Chart Of The Day: China's Economy Slows To 4.6% In June

According to Fathom Consulting, a global independent macro research consultancy, it's proprietary China Momentum Indicator 2.0 has slowed to 4.6% in June, the lowest reading since Aug. 2016.

There is also a growing gap between the China Momentum Indicator 2.0 at 4.6% and official GDP data at 6.2%. Might suggest China's economy hasn't yet bottomed, could continue to decline through 2H19 into 1H20.

Gary Cohn, the former chief economic advisor to Donald Trump, has said the slowdown predates the trade war and reflects a strategic decision by China to rebalance the economy.

Fathom notes that China's economy was even slowing before the rebalancing.

The global macro research firm said, "with the consumer share of total import demand on a downward trend since 2016, we also find little evidence to suggest that China is successfully rebalancing."

To combat dangerous crosscurrents of the trade war disrupting global supply chains in and out of China, Chinese policymakers resorted to the same playbook as before, pump the economy with record amounts of the stimulus earlier in the year.

Currency depreciation came into the picture when President Trump escalated the trade war by raising tariffs to 25% from 10% on $200 billion of Chinese goods in May. Then a massive devaluation of the renminbi followed in early August, when the president slapped 10% tariffs on $300 billion worth of Chinese goods, effective Sept. 1.

"Trade talks are continuing, and during the talks the U.S. will start, on Sept. 1, putting a small additional Tariff of 10% on the remaining 300 Billion Dollars of goods and products coming from China into our Country...We look forward to continuing our positive dialogue with China on a comprehensive Trade Deal, and feel that the future between our two countries will be a very bright one!" Trump said in a tweet last month.

Since the trade war began last March, the renminbi has weakened 13% against the U.S. dollar, neutralizing some of the tariffs imposed by the U.S. on imports from China.

Currency devaluation undermines hopes for a soft landing, while further infuriating the Trump administration who has recently branded China as a currency manipulator.

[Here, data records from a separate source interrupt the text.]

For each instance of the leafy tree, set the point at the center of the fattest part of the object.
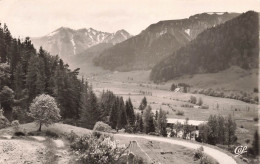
(143, 104)
(173, 87)
(113, 118)
(255, 144)
(6, 101)
(193, 99)
(147, 117)
(151, 126)
(230, 130)
(130, 112)
(44, 110)
(162, 122)
(200, 102)
(90, 110)
(122, 118)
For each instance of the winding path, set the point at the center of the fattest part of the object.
(219, 156)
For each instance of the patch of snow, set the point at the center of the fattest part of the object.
(187, 31)
(218, 13)
(74, 46)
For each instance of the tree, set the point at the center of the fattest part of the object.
(151, 127)
(6, 101)
(173, 87)
(162, 122)
(193, 99)
(255, 144)
(90, 110)
(113, 116)
(122, 118)
(130, 112)
(143, 104)
(230, 130)
(200, 102)
(44, 110)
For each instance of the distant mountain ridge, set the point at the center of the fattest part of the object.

And for more bad news, China has said its rebalancing will continue through 2020 and offered a pessimistic view of how Beijing won't sign a trade deal until after the November 2020 election. This would almost guarantee China is allowing its export economy to weaken while stimulating its domestic economy, all in the attempt to trigger a recession in the U.S. to diminish President Trump's probabilities of getting reelected.